The idea of the children being the way they are, links in with my sometimes-held view that Autism may well be a next-step in the evolution of humans. Our world is becoming increasingly complex and involved in the emotionless machinery of technology. We may be on the way to fine-tuning the interfaces between the human world and the computer world. Will this ever allow the tacit stuff of emotional communications to be part of the transmissions between people? Already I see a great removal of the sense of conversations through instant messaging. The reduction of this side of communication removes the ability to understand it when it is present, very much like the inability of the poor inhabitants of the world of nineteen-eighty-four to think ‘bad’ thoughts because of Big Brother’s re-invention of language to remove anything that might be used to form negative thoughts. I know that sounds tortuous but if you want to know what I mean, read the essay on newspeak, which forms an appendix to nineteen-eighty-four. Autism, which I am sure has a genetic component, may well prove to be an advantage in the future world and will therefore survive. I know the kids in The Midwich Cuckoos are not truly autistic and there is a supernatural component to their personalities (one which Zellaby does a great job of rationalizing though), but the hint that they may well be a next-step in evolution is there.

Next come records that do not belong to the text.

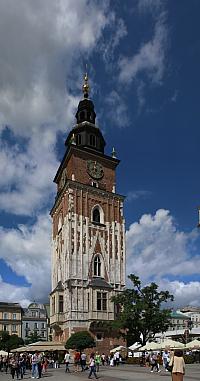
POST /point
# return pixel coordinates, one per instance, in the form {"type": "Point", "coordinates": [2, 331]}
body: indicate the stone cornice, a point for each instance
{"type": "Point", "coordinates": [86, 188]}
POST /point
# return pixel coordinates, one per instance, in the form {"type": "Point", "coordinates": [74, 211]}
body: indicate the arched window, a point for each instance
{"type": "Point", "coordinates": [97, 266]}
{"type": "Point", "coordinates": [96, 215]}
{"type": "Point", "coordinates": [78, 139]}
{"type": "Point", "coordinates": [82, 116]}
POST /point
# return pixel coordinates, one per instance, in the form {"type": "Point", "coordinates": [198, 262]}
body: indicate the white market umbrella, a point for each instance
{"type": "Point", "coordinates": [134, 347]}
{"type": "Point", "coordinates": [3, 353]}
{"type": "Point", "coordinates": [118, 349]}
{"type": "Point", "coordinates": [150, 346]}
{"type": "Point", "coordinates": [172, 344]}
{"type": "Point", "coordinates": [194, 344]}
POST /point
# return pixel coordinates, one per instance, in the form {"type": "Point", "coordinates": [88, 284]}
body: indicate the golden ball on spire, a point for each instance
{"type": "Point", "coordinates": [86, 87]}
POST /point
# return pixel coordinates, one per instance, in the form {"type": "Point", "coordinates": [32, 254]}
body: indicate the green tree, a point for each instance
{"type": "Point", "coordinates": [141, 314]}
{"type": "Point", "coordinates": [80, 341]}
{"type": "Point", "coordinates": [9, 342]}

Not sure how happy I am. There is nothing bad on the horizon for me personally but the world-going-mad component is there all the time now. I know the risks here are low and this in whichever side of my brain looks after the day-to-day and the mathematical is keeping me from following. It looks like my Son is going to be left-handed though my daughter is dexterous like both her parents. In my Adrian Mole mode, I would like to keep an eye on this but I probably won’t until the boy suddenly announces he is going to art college instead of plumbing academy like his dad. No! It wasn’t plumbing academy was it. Art College? I mean!

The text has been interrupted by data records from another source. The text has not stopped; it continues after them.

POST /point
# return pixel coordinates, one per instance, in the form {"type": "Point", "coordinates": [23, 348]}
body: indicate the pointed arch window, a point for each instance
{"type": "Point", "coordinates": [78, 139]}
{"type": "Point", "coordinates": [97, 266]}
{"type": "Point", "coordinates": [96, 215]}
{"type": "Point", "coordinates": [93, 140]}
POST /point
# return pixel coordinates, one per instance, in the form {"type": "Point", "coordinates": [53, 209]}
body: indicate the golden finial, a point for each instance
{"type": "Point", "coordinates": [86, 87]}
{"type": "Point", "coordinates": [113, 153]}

Much travel over the weekend. Trip to Zoo, trip on train to newly refurbished Liverpool Museum, and various walks out and about. There are many photos though none with me at the moment. The museum trip also allowed a diversion to see the Little Artists though we were surprised to discover that the entire lego thing was just one exhibit in a case depicting one art gallery with all the modern art and artists present. Our enthusiasm for searching out the various listed pieces seemed to inspire the real gallery attendants to look for them as well. There are some photos, which when auto-contrasted look quite good. I would like to know if all the tiny accoutrements exist as real bits of lego. As they had a miniature version of Dali’s lobster telephone, which made me, wonder where they got the lobster.